Sitôt après avoir signé les accords excluant l'Enosis et interdisant toute activité visant ce but, l'archevêque Makarios déclarait le 1er avril 1960 que la signature des accords de Zurich et de Londres "ne signifiait pas la réalisation complète des espoirs et des aspirations de la communauté grecque". Selon Makarios, les accords devraient être considérés comme le point de départ de nouvelles luttes. Le 27 septembre 1960, il déclarait au New York Herald Tribune que la "cause de l'Enosis n'était pas morte".

Après les attaques armées contre la population turque, qui commencèrent en décembre 1963 (et au cours desquelles les bandes du fameux Nicos Sampson n'ont épargné ni femmes ni enfants), l'archevêque Makarios proclamait encore une fois, le 25 mars 1964, que son objectif était l'union de Chypre à la Grèce.

Le 20 septembre 1964, Makarios dévoilait au Washington Post la véritable raison des conflits sanglants qui opposaient les deux communautés en disant : "Je désire quant à moi quelque chose de plus significatif que d'être un président temporaire à Chypre ; mon ambition est de faire passer mon nom à l'histoire comme l'architecte de l'Enosis."

Le 27 août 1964, Makarios s'adressait au nouvel ambassadeur de Grèce à Nicosie, en ces termes : "C'est mon désir et ma prière que vous soyez le dernier ambassadeur de la Grèce et que la durée de votre mission, en cette capacité, soit très courte, grâce à la réalisation rapide de l'union de Chypre à la Grèce."

Voici comment les dirigeants grecs chypriotes concevaient "l'indépendance" et voici comment ils respectaient leurs signatures.
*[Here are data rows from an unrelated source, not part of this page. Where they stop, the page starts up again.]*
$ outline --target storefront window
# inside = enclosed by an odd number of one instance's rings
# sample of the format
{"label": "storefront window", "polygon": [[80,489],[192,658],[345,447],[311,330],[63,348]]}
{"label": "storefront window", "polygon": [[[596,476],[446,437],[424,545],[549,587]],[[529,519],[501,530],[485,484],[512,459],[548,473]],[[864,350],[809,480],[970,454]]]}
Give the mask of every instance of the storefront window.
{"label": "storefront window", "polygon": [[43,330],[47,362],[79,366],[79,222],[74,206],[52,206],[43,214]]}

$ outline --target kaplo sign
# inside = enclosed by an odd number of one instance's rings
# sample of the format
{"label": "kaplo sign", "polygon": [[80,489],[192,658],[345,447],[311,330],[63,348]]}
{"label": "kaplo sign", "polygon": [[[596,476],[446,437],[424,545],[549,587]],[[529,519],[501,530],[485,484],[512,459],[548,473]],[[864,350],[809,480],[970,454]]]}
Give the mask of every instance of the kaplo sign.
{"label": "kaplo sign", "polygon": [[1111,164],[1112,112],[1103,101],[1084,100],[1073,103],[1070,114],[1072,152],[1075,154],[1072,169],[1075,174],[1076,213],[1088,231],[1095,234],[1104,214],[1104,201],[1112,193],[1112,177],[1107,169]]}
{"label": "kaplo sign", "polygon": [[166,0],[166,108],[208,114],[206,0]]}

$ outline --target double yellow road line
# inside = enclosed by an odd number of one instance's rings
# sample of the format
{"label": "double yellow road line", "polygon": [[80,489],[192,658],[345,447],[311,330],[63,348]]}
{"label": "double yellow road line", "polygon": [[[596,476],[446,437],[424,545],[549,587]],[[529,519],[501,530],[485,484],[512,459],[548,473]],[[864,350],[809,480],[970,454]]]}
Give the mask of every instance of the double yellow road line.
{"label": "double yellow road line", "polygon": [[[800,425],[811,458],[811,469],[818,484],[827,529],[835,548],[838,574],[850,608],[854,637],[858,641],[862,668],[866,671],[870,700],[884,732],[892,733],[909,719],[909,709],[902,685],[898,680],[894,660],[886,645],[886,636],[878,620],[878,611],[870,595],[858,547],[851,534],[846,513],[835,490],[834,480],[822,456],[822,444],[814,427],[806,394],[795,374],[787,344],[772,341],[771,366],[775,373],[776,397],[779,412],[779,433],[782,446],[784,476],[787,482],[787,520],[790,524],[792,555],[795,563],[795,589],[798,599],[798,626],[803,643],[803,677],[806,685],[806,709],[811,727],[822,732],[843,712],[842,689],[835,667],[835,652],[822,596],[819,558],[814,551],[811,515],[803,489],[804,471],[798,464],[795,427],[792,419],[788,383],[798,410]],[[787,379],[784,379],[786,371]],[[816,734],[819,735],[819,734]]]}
Le 10 janvier 1965, dans un discours prononcé à Girne (Kyrénia), Mgr Makarios déclarait : "Le but de la lutte actuelle est l'Enosis."

Plus récemment, en 1970, dans des interviews accordées à l'I.T.V. et à la B.B.C., il réitérait que "si l'Enosis n'était point réalisable à l'heure actuelle, son objectif restait inchangé". En mai dernier, il rappelait par l'intermédiaire de la Frankfurter Rundschau que "s'il pouvait choisir librement entre l'indépendance et l'Enosis il soutiendrait l'Enosis".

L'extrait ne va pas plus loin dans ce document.